In here, you’re going to use the SERP Analysis feature. Another obvious: click on “SERP Analysis,” and this is where you’ll learn about who’s already ranking for your particular keyword. This is very helpful information because you can see the Page and Domain Authority of all the sites you’ll be competing with, so you can have an even better idea as to how difficult it will be to get in that coveted top 10. Sites with Authorities in the 80-90 range are going to be hard to knock off their pedestal; we’re not saying it’s impossible, it will just a take a lot of hard work and patience. Now that you’re finished analyzing your first keyword, rinse and repeat for the rest of your list.
So you might be thinking: “why did I waste all my time with Google AdWords when Moz Pro has keyword suggestions built in?” To be honest, it may be a matter of personal opinion. We tend to use Google AdWords to develop our keyword list because it offers a more comprehensive set of details in terms of the data surrounding each keyword and, once you see the spreadsheets produced by each tool, you’ll see what I’m talking about. But that isn’t to say Moz Pro’s suggestions aren’t helpful. They can be a valuable source of inspiration when trying to come up with and track additional keywords.

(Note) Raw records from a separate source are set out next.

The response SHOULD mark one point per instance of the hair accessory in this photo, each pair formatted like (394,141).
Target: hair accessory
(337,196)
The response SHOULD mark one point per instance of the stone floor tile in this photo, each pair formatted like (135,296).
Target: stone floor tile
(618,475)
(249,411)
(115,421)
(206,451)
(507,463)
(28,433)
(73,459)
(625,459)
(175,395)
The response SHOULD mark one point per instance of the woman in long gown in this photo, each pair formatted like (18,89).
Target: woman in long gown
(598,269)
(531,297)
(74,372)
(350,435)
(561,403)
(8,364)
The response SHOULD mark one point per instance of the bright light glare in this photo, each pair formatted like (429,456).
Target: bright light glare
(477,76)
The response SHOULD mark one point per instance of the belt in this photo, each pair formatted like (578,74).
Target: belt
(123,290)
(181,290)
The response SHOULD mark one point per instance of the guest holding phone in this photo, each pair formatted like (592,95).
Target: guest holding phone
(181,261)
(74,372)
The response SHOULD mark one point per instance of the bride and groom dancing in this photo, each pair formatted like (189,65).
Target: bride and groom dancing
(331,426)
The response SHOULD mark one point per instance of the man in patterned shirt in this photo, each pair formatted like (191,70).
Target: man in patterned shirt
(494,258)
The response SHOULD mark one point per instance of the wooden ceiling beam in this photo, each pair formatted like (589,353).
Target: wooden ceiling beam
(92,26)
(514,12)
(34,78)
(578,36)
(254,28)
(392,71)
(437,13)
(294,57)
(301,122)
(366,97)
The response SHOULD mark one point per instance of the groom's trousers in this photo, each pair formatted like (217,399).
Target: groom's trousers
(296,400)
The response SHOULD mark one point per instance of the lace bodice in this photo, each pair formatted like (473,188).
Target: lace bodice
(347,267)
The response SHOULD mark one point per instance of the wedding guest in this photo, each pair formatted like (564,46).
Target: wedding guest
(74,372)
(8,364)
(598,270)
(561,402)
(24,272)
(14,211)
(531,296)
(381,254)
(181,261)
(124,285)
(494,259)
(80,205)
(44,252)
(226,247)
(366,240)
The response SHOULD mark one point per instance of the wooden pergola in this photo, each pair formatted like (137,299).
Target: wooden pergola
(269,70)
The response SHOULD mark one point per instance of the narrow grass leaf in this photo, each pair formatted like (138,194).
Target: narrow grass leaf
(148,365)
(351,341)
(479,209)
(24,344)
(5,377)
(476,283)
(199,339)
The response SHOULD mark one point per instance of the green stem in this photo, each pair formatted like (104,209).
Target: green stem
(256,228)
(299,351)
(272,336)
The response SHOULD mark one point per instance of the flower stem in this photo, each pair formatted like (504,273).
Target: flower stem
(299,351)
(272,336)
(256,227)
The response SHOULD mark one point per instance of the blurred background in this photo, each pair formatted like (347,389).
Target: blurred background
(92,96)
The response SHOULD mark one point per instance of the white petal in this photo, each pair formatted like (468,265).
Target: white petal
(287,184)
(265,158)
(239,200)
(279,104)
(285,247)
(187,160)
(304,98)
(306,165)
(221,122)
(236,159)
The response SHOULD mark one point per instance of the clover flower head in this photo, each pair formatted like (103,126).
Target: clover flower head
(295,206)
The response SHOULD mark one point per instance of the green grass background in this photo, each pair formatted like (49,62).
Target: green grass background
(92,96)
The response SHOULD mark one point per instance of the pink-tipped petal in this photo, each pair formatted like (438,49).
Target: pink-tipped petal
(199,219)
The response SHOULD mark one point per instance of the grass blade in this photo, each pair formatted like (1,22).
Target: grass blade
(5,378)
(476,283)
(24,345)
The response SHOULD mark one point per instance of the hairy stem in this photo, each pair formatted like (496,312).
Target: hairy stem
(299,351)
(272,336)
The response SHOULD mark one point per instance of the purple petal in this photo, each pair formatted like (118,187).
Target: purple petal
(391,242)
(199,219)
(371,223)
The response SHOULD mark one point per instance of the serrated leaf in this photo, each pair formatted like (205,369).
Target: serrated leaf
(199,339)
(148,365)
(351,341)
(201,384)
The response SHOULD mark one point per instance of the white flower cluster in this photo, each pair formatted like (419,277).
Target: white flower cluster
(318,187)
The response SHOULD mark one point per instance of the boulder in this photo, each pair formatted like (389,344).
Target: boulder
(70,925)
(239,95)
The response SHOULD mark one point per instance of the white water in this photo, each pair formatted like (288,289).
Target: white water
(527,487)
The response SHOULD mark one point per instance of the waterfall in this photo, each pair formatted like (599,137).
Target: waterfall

Phase Three: Internal Research
High five! Your keyword list has been generated and you have an idea as to the competition you may be facing. Now, we’re going to evaluate how well your current pages are optimized for particular keywords.
This Moz Pro tool offers insight into some of the factors that determine the ranking of your pages, and it lets you see what you’re doing right and what you might be doing not-so-right. It’s probably best to give a brief example of this, so let’s say you work for Apple and you want to rank for the term “oranges” (pretty unlikely, right?). We’ll start by entering Apple’s URL and the term “oranges” into the search bars.
We got a C! That’s fully expected because ranking for “oranges” probably isn’t very high on Apple’s priority list, but it works great for this example. We can then scroll down the page to examine the list of factors that Moz considers to be important when trying to rank for a particular keyword. It also lists the Importance of each factor, and the level of Difficulty it would take to fix issues revolving around each specific factor. You’ll see green checkmarks beside each thing you’re already doing correctly, and all of the rest are things that you can do to improve the rank of your page for that particular keyword.